Cette boulimie de conférences rappelle la « diplomatie lacustre », pratiquée avec un art consommé de l’à-propos, par les États membres de la SDN à la veille de la Seconde Guerre mondiale au bord des lacs suisses. On s’y engage à interdire la guerre, les armes dangereuses. On y condamne les menaces d’intimidation, les rapports de force. On sait ce qu’il est advenu quelques mois plus tard.

Le résultat est là. La France éternelle est en train de devenir un acteur mineur aux yeux du monde dont la parole n’est plus attendue et écoutée. Faute de peser dans le concert des nations, elle pèse sur le portefeuille du contribuable qui n’en peut mais.

La diplomatie de l’impuissance

« Le plus farouche orgueil naît surtout à l’occasion d’une impuissance » (Paul Valéry). Dans « un monde de dangers », la diplomatie française de la réunionite à outrance ne fait qu’étaler son actuelle faiblesse en un temps où seule compte la puissance. Malheur aux faibles ! Cette diplomatie de la posture n’est plus tenable aujourd’hui. Raison de plus pour regarder les choses en face avec lucidité. Le président de la République évolue dans une double confusion : celle de la politique étrangère et de la politique intérieure et celle de la politique étrangère et de la diplomatie. Ses gesticulations sont d’une efficacité limitée. Nous sommes loin du « sens du réel » et de « la culture du résultat » qu’il met en exergue avec fougue lors de sa visite au Portugal. La diplomatie de la réunionite signe l’impuissance extérieure (comme intérieure) d’une France, homme malade de l’Europe.

Jean DASPRY

Pseudonyme d’un haut fonctionnaire, docteur en sciences politiques

Les opinions exprimées ici n’engagent que leur auteur

[1] Selon le dictionnaire en ligne La langue française, la réunionite est tout simplement la « manie des réunions ». Ce terme péjoratif se réfère à l’habitude de planifier de trop nombreuses réunions, sans une grande préparation et sans objectifs clairs, qui mènent rarement à une issue productive.

[2] Mariama Darame/Philippe Ricard/Nathalie Segaunes, Macron : « La menace russe est là ». Macron sollicite la « force d’âme » des Français, Le Monde, 7 mars 2025, pp. 1-8.

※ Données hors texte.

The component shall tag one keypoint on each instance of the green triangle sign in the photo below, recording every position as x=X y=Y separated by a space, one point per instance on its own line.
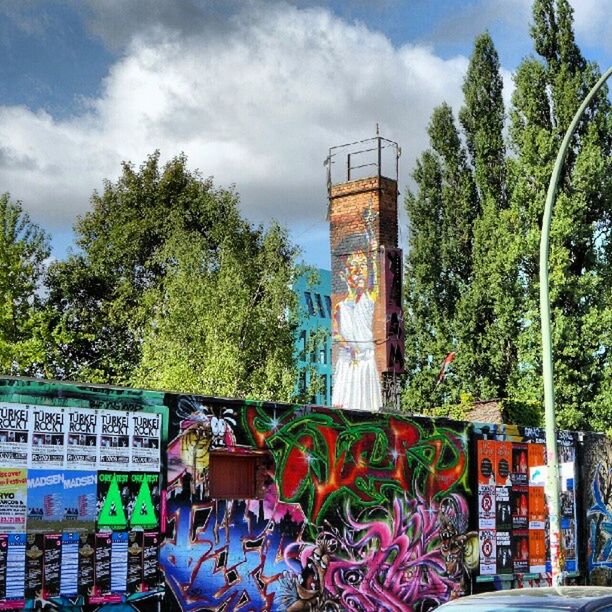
x=143 y=514
x=112 y=513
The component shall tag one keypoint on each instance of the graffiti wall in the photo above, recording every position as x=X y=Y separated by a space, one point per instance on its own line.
x=597 y=494
x=348 y=512
x=80 y=493
x=512 y=508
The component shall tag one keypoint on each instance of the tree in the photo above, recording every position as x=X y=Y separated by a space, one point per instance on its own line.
x=24 y=247
x=119 y=295
x=439 y=261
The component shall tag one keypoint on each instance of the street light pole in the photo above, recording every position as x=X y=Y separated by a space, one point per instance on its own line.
x=552 y=480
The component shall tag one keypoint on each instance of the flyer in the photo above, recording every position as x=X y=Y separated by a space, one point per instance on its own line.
x=113 y=500
x=34 y=550
x=519 y=498
x=503 y=463
x=45 y=500
x=145 y=441
x=114 y=447
x=150 y=555
x=80 y=500
x=13 y=500
x=102 y=568
x=520 y=466
x=520 y=545
x=119 y=561
x=87 y=542
x=14 y=435
x=537 y=508
x=143 y=507
x=48 y=437
x=504 y=552
x=16 y=568
x=82 y=445
x=69 y=582
x=488 y=565
x=135 y=562
x=537 y=551
x=51 y=564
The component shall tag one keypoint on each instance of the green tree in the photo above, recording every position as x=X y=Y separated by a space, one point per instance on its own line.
x=155 y=237
x=439 y=261
x=24 y=247
x=548 y=91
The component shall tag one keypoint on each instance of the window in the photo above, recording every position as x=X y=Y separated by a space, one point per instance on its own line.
x=232 y=476
x=320 y=305
x=328 y=304
x=309 y=303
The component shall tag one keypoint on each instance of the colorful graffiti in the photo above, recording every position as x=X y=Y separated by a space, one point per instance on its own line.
x=598 y=503
x=356 y=376
x=355 y=512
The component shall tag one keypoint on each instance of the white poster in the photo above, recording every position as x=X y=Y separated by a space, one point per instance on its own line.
x=145 y=436
x=14 y=435
x=114 y=446
x=48 y=437
x=488 y=560
x=82 y=446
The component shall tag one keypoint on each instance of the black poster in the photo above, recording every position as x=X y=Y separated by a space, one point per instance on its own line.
x=34 y=565
x=51 y=565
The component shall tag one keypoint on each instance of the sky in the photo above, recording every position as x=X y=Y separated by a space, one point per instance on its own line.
x=253 y=92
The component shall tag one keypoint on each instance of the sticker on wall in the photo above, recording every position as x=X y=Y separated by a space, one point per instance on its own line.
x=69 y=581
x=145 y=495
x=34 y=552
x=504 y=552
x=15 y=576
x=13 y=500
x=80 y=491
x=114 y=446
x=82 y=442
x=14 y=435
x=488 y=552
x=145 y=442
x=113 y=497
x=45 y=500
x=48 y=437
x=51 y=564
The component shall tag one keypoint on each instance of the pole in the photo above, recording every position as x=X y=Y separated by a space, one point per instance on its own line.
x=552 y=481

[3] Clémence de Longraye, Face à la Russie, Macron bombe le torse. Face à l’Algérie, il courbe l’échine, www.bvoltaire.fr , 6 mars 2025.

[4] Alain Frachon, Donald Trump fait exploser l’OTAN, Le Monde, 7 mars 2025, p. 28.

[5] Michel Duclos/Philippe Étienne/Nicole Gnesotto/François Heisbourg/Pierre Lévy/Gilles de Margerie/Sophie-Caroline de Margerie/Jean-Paul Paloméros/ Marc Perrin de Brichambaut, L’Europe doit former une coalition de volontaires pour contrer la menace russe, Le Monde, 7 mars 2025, p. 26.

[6] Philippe Jacqué/Virginie Malingre/Philippe Ricard, L’UE affiche sa volonté de se réarmer, Le Monde, 8 mars 2025, pp. 1-2.

[7] Marc Baudriller, Macron illusionniste : j’existe, et l’Europe aussi !, www.bvoltaire.fr , 5 mars 2025.

[8] Éditorial, Pour les Européens, un réveil douloureux, Le Monde, 8 mars 2025, p. 28.